1. introduction of the principle
First of all, to make the machine automatically compose poetry requires the use of natural language processing means, so that the machine can learn to understand "verse" and then make the verse we need. How do you get a machine to "understand" poetry? We used Long Short Term Memory Networks (LSTM) in deep learning. A little dizzy, don't worry, we'll explain it later in plain English.
LSTM is a variant of recurrent neural network (RNN), RNN can solve natural language processing tasks well, but for long-dependent sentences performance is not very good, such as:
In the above example, whether "was" or "were" is used depends on the singular and plural form, but since "was" is too far away from "dog," RNN does not solve this problem well.

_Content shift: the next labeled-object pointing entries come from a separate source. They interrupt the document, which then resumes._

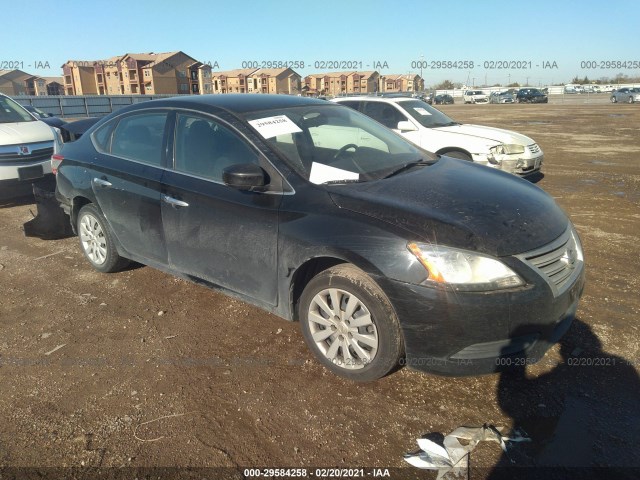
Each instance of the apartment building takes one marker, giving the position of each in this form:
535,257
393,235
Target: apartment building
137,73
79,77
401,83
274,80
341,83
17,82
231,81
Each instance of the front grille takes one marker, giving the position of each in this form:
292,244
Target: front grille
557,262
534,148
34,156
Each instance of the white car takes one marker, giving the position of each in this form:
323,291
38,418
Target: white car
26,145
432,130
475,96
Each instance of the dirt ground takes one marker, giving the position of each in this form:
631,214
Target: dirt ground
140,369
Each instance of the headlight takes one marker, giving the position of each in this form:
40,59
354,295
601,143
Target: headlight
507,149
464,270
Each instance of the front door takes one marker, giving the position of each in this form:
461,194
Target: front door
214,232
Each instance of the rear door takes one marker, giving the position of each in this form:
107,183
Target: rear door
126,180
214,232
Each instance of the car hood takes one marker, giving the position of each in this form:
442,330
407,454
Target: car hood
24,132
460,204
489,133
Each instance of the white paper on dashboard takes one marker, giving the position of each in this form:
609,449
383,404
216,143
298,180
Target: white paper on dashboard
273,126
321,173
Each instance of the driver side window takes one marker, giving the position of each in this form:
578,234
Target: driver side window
204,147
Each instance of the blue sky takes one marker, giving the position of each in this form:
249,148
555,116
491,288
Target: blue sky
367,31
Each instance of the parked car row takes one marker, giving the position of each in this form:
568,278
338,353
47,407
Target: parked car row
26,145
628,95
314,211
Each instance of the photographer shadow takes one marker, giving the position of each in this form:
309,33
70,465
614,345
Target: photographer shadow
583,416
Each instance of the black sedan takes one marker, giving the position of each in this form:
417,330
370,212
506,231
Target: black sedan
385,253
47,118
531,95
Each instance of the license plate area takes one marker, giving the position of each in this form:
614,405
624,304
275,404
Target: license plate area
30,173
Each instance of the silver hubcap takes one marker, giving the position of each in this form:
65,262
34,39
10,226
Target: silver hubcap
342,328
92,238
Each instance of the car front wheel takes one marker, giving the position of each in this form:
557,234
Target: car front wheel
96,241
350,325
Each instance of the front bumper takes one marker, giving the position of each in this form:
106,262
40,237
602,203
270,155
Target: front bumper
525,165
462,333
25,171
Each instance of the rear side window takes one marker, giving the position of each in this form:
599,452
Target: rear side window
139,137
384,113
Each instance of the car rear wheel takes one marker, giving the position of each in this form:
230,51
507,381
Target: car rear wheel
350,325
458,154
96,241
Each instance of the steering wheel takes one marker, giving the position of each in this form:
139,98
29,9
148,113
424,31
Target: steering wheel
344,149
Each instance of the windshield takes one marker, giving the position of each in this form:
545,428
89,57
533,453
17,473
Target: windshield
426,115
331,143
12,112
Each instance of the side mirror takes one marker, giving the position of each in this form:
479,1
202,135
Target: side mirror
406,126
244,176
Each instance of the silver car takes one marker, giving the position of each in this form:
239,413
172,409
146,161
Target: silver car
501,97
625,94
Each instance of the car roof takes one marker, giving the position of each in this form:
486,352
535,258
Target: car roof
231,102
386,99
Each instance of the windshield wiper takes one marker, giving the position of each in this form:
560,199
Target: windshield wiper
409,165
347,180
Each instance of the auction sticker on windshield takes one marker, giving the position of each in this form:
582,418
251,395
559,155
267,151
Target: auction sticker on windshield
421,111
321,173
270,127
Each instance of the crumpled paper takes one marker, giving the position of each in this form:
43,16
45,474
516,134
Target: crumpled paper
452,460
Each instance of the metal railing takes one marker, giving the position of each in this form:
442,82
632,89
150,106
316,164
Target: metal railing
83,105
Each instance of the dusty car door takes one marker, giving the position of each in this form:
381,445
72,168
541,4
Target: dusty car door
126,181
215,232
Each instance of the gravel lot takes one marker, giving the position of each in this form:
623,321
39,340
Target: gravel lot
139,369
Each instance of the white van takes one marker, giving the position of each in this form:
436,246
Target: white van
26,145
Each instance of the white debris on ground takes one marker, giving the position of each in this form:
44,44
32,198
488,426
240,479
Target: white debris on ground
452,460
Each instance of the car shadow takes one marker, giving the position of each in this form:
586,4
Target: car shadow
581,416
20,200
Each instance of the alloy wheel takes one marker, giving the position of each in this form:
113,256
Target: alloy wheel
93,239
342,328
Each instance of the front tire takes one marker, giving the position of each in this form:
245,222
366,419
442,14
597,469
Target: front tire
96,241
350,325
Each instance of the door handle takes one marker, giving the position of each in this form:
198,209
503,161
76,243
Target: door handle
174,202
101,182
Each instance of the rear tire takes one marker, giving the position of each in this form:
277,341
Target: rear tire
97,242
350,325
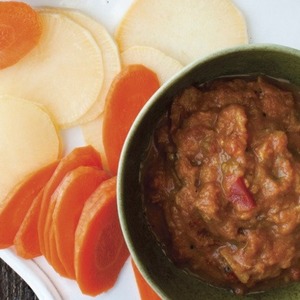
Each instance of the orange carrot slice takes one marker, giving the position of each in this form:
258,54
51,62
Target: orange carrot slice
55,260
130,90
20,31
82,156
71,195
26,241
13,209
146,292
100,249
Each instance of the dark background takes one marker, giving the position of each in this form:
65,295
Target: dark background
12,287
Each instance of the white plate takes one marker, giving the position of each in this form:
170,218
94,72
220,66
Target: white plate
268,21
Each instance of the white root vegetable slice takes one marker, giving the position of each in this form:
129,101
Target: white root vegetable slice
184,30
163,65
92,134
29,140
64,72
110,56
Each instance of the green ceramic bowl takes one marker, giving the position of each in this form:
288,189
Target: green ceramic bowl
167,280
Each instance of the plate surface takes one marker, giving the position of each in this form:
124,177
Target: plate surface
268,21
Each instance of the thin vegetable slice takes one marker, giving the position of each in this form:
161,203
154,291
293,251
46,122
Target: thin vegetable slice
29,140
164,66
71,195
100,249
184,30
130,90
92,135
20,31
16,205
146,292
110,56
109,51
82,156
64,72
26,241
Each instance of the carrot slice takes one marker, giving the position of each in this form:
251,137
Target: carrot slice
130,90
71,195
13,209
82,156
146,292
20,31
26,241
100,249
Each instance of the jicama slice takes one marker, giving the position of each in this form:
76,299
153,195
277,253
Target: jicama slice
110,55
184,30
92,134
163,65
20,30
100,249
29,140
64,72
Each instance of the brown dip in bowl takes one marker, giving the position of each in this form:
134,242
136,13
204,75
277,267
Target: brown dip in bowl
221,182
208,181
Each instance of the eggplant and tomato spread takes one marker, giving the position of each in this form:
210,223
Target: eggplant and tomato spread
221,182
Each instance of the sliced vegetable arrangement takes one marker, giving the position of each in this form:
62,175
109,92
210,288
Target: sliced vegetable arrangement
59,68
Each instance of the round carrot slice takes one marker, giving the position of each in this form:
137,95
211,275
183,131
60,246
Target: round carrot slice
130,90
71,195
81,156
20,31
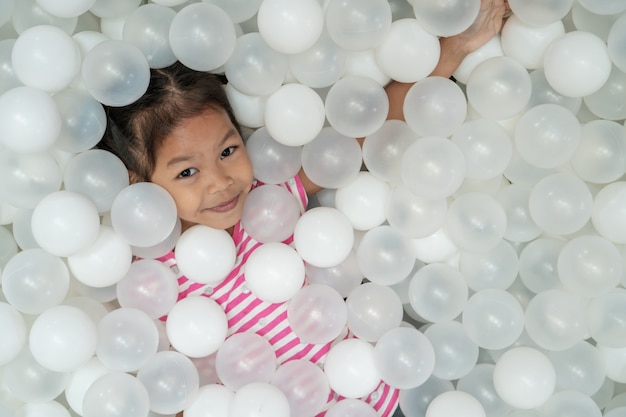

In order to solve the above problem, LSTM is introduced. For a more intuitive explanation, I introduce a less appropriate example here:
Let's say we're watching a movie, and we can tell how the story is going by changing shots. And as the story develops, we will know the character, age, preferences, etc. of certain protagonists, which will not be forgotten immediately with the switch of the lens. These are long-term memories, and when the story takes place in a certain scene, such as the following happy picture:
From our long-term memory for this anime, we know that this is a happy thinking, and in this scene, we use the long-term memory of the "happy thinking action" memory, and the long-term memory that needs to be used in this scene is called "working memory."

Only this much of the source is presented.